Man Booker Prize-shortlisted author to visit prison library
A collaborative reading project is helping to break down barriers between prisoners and their local community through shared reading.
The Oxfordshire County Council-run library service at HMP Huntercombe, a Category C men's prison near Henley, has teamed up with the National Literacy Trust and Soha Housing association to create a more inclusive book club.
The Breaking Barriers Book Club has seen a group of Soha Housing staff and residents join the prison library reading group to discuss Pigeon English, a novel by the 2011 Man Booker prize shortlisted author Stephen Kelman.
Twenty prisoners and 10 Soha staff and residents have been taking part in the project, meeting at the prison to share thoughts on the book with one another in an effort to build bridges between the different groups.
Oxfordshire County Council provides library facilities at HMP Huntercombe and HMP Bullingdon under service level agreements with Her Majesty's Prison Service. This is a costed service so is not delivered to the detriment of public library service budgets.
Neelam Rutti, Oxfordshire County Council Library Manager at HMP Huntercombe, said: “I see it as my role as Library Manager to help promote literacy and support the rehabilitative culture in the prison.

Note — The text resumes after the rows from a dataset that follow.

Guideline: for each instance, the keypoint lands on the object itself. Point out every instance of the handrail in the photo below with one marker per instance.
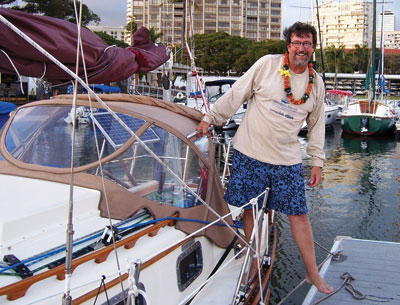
(19, 289)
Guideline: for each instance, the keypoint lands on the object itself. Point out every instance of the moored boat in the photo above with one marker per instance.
(368, 118)
(149, 220)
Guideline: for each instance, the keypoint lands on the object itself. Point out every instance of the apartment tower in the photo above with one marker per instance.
(345, 23)
(177, 20)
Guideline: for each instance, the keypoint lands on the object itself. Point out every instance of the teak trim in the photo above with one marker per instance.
(19, 289)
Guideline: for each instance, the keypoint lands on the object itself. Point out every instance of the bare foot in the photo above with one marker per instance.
(319, 283)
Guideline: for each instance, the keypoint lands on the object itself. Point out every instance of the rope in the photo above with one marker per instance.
(356, 294)
(15, 69)
(102, 284)
(256, 230)
(301, 283)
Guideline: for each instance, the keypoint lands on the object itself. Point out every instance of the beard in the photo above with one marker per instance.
(299, 62)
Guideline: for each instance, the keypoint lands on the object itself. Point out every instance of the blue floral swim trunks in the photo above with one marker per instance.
(250, 177)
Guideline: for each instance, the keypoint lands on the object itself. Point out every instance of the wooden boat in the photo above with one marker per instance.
(153, 228)
(368, 118)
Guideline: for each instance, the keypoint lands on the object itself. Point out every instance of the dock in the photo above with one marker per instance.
(366, 272)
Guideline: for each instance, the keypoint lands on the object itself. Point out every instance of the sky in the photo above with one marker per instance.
(113, 13)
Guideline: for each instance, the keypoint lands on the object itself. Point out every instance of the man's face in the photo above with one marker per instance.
(300, 49)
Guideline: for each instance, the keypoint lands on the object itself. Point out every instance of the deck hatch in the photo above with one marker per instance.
(189, 265)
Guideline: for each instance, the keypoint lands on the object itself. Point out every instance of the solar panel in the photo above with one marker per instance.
(116, 134)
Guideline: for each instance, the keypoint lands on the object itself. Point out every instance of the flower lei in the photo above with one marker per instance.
(286, 78)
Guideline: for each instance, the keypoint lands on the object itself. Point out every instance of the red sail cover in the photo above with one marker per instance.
(104, 64)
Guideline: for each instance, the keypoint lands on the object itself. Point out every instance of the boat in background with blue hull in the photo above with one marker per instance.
(368, 118)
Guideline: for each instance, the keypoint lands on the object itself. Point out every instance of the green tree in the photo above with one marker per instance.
(131, 27)
(217, 52)
(61, 9)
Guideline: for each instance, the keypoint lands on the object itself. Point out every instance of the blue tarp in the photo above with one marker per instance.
(5, 109)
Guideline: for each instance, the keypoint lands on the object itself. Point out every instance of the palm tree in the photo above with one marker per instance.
(361, 58)
(153, 35)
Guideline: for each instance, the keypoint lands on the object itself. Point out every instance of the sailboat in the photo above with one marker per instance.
(126, 210)
(369, 117)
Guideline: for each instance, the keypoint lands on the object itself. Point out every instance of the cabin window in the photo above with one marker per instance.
(189, 265)
(41, 135)
(144, 175)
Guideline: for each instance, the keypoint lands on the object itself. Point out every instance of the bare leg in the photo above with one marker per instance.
(248, 223)
(302, 234)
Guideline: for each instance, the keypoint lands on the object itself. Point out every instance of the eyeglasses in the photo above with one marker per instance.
(305, 44)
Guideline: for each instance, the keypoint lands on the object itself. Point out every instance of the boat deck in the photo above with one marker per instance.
(375, 267)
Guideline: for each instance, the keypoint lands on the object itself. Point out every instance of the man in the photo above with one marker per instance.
(283, 91)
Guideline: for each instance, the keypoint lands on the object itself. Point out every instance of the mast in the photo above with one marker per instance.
(320, 44)
(381, 78)
(373, 53)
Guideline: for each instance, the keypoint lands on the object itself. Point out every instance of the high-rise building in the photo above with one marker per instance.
(345, 23)
(254, 19)
(117, 32)
(388, 21)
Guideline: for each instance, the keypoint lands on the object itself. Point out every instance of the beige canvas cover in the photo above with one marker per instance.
(177, 119)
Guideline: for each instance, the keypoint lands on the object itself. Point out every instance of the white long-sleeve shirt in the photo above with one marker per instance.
(270, 127)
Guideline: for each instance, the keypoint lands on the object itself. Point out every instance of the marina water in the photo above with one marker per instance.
(358, 197)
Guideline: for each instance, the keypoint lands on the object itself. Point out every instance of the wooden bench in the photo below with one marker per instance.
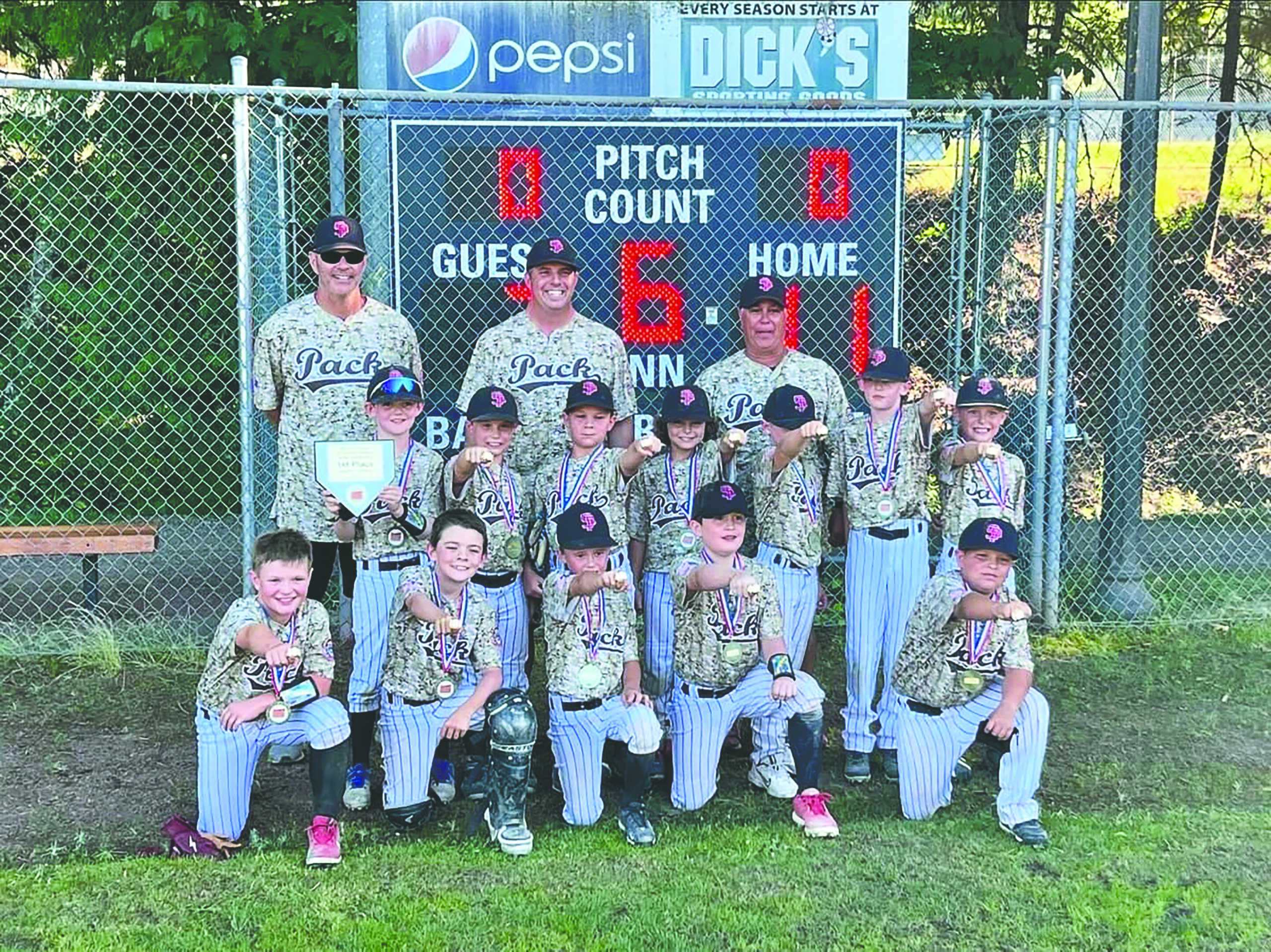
(87, 542)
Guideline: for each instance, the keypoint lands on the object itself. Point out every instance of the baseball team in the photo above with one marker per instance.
(675, 576)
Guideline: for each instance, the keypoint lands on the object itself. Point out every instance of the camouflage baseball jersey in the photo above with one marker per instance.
(784, 515)
(570, 640)
(374, 531)
(604, 487)
(966, 495)
(938, 647)
(414, 664)
(865, 501)
(539, 368)
(316, 368)
(738, 388)
(706, 651)
(657, 516)
(496, 495)
(233, 674)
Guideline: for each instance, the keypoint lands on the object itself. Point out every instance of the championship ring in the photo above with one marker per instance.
(972, 680)
(590, 677)
(279, 712)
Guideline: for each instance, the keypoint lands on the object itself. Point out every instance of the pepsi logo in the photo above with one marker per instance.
(440, 55)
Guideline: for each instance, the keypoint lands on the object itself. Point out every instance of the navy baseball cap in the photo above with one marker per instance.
(337, 232)
(584, 527)
(686, 404)
(983, 391)
(720, 500)
(394, 384)
(552, 251)
(493, 404)
(590, 393)
(764, 288)
(886, 364)
(790, 407)
(994, 534)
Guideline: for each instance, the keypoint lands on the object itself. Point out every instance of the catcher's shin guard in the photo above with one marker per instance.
(512, 730)
(327, 771)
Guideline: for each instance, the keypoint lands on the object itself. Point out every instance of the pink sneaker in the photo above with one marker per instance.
(323, 842)
(810, 814)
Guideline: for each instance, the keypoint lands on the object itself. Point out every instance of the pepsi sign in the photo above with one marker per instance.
(581, 50)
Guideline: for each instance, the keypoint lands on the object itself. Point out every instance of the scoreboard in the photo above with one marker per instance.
(668, 216)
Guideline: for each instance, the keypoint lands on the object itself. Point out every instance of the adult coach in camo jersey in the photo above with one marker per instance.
(546, 348)
(313, 361)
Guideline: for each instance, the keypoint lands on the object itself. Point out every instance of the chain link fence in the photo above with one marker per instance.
(120, 337)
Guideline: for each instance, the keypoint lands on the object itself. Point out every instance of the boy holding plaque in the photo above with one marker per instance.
(443, 669)
(388, 538)
(594, 679)
(790, 513)
(267, 680)
(660, 511)
(590, 472)
(731, 661)
(965, 672)
(480, 481)
(884, 466)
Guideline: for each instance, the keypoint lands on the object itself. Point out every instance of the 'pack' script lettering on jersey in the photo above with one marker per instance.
(529, 374)
(314, 370)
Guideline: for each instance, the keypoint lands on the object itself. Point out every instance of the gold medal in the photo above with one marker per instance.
(590, 677)
(970, 680)
(279, 712)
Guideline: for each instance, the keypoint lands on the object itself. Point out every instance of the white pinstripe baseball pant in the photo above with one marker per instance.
(700, 725)
(409, 738)
(579, 742)
(659, 659)
(882, 579)
(512, 620)
(949, 563)
(929, 748)
(374, 588)
(226, 759)
(796, 593)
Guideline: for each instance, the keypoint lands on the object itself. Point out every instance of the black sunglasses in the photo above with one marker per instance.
(396, 386)
(350, 255)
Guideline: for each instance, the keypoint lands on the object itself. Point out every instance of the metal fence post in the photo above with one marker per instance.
(336, 149)
(243, 234)
(1045, 312)
(982, 225)
(1059, 402)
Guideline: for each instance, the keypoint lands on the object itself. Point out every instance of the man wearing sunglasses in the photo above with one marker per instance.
(313, 361)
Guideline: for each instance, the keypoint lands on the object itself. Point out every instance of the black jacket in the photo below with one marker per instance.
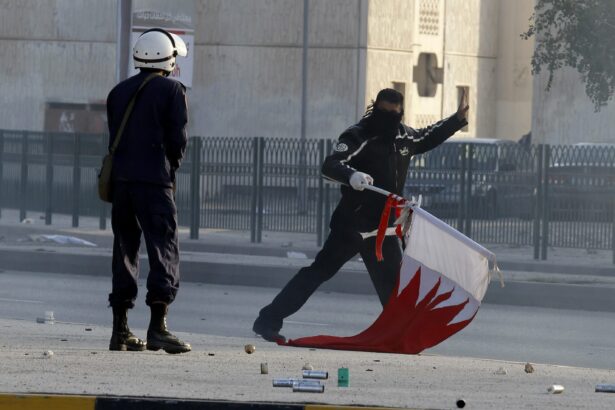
(154, 140)
(386, 159)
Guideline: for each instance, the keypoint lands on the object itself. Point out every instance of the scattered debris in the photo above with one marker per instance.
(343, 377)
(605, 388)
(296, 255)
(48, 318)
(315, 374)
(304, 387)
(61, 239)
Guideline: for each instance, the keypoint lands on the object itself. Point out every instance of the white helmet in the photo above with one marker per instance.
(157, 48)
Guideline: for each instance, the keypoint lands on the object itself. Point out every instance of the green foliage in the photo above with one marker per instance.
(578, 34)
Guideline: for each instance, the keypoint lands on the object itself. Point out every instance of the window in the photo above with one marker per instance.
(427, 75)
(460, 90)
(401, 87)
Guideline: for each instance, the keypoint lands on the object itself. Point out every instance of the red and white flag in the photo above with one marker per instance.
(443, 278)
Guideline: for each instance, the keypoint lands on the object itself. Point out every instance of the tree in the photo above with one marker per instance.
(578, 34)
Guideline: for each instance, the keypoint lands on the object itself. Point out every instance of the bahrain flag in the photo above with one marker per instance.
(443, 278)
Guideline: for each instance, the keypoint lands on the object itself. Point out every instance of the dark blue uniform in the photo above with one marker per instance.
(149, 153)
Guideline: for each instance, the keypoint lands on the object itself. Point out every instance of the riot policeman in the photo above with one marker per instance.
(151, 147)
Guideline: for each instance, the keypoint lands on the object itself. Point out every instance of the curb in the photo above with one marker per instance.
(521, 293)
(70, 402)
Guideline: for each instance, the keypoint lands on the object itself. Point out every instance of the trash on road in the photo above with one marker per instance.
(605, 388)
(47, 318)
(61, 239)
(315, 374)
(343, 377)
(303, 387)
(296, 255)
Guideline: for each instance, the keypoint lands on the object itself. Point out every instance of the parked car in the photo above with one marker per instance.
(581, 182)
(502, 178)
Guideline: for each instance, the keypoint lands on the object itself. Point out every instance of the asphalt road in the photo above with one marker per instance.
(538, 335)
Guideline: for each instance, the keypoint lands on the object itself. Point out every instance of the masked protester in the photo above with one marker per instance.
(376, 151)
(149, 152)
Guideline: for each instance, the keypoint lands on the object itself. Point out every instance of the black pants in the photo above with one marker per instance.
(339, 248)
(148, 209)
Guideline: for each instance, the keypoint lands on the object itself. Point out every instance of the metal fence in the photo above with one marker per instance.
(499, 192)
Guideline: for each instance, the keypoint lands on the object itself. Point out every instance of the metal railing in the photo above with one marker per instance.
(502, 193)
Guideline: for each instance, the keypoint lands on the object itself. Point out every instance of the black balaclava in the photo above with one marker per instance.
(386, 123)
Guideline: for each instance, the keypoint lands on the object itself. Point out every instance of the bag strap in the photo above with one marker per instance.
(129, 108)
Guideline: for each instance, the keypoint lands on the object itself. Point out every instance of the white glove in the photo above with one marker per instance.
(358, 180)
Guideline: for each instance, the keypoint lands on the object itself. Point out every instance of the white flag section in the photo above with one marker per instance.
(436, 246)
(442, 280)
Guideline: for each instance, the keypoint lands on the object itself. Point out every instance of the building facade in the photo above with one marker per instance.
(58, 60)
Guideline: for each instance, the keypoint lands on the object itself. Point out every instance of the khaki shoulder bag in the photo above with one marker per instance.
(105, 188)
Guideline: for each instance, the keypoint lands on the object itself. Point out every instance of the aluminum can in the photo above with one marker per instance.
(315, 374)
(605, 388)
(309, 387)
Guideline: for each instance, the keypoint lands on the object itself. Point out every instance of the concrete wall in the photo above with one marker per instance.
(389, 47)
(514, 78)
(565, 115)
(248, 56)
(470, 60)
(54, 50)
(248, 67)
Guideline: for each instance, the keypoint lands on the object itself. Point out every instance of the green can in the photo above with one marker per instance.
(343, 377)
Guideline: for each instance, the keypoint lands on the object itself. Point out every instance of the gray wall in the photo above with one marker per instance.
(53, 50)
(247, 74)
(565, 115)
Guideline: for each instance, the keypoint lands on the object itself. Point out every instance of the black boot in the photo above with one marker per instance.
(267, 331)
(159, 337)
(122, 338)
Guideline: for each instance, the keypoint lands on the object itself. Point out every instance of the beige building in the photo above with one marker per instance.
(60, 55)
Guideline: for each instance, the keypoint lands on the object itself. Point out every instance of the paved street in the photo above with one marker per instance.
(516, 333)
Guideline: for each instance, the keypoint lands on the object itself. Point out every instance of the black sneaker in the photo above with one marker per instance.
(267, 332)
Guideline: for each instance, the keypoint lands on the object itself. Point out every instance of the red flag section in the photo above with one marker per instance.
(410, 323)
(443, 277)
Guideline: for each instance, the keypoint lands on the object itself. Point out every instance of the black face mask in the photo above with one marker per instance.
(385, 122)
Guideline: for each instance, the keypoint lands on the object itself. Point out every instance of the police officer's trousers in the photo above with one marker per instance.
(149, 209)
(339, 248)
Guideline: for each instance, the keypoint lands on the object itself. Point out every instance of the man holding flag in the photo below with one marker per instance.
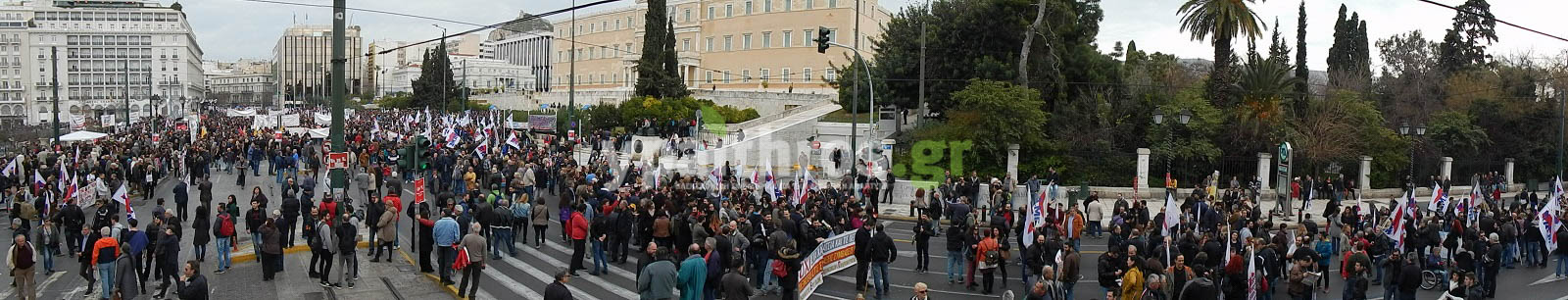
(1549, 221)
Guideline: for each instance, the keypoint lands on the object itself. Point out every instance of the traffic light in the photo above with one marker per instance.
(822, 39)
(404, 156)
(420, 153)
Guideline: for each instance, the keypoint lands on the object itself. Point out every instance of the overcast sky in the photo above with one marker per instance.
(237, 28)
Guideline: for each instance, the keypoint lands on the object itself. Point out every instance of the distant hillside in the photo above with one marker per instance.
(1203, 67)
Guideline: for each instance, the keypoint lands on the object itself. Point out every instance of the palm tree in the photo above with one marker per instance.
(1223, 21)
(1264, 85)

"When prisoners voiced concerns about not feeling part of the community, I was able to facilitate links with the local housing association and set up this reading group. The interaction between the groups has helped dispel some of the myths around prison life and enabled the prisoners to feel more comfortable with the wider community’s views. This has been extremely well received as a very worthwhile initiative that highlights the similarities between people rather than the differences.”
Pigeon English is one of the books given to prisoners throughout England and Wales for free as part of the National Literacy Trust’s Books Unlocked programme. Funded by the Booker Prize Foundation, Books Unlocked helps prisoners discover a new world of literature by giving them free copies of Man Booker Prize-shortlisted books, serialising audiobooks of the titles on National Prison Radio and facilitating author visits to prison reading groups.
On July 25, the group will hold its last reading session, when Mr Kelman, is expected to read from Pigeon English and answer questions about the book and his work as an author.
Stephen Kelman said: “Working with the Books Unlocked programme has been a huge privilege for me, allowing me to witness first-hand the restorative role literature can play in the prison environment.
"The Breaking Barriers Book Club is another innovative project of which I’m proud to be a part, and I’m really looking forward to meeting all the participants and discussing their reactions to my book.”
Paul Crossey, Deputy Governor at HMP Huntercombe, said: “As all of our men here will be released at some point, it is important that we do everything we can to help them avoid reoffending. When members of the community, prison staff and prisoners come together in the library to talk about books and our common characteristics, it breaks down barriers and gives the men hope that they can turn away from a life of crime.”
Jude McCaffrey, Head of Housing at Soha said: “Soha’s purpose is to ensure that people in need can access affordable housing. We often work with people who feel socially excluded such as prison leavers. The Breaking Barriers Book Club has helped Soha staff see the people behind the label and that there is more that unites us than divides us.”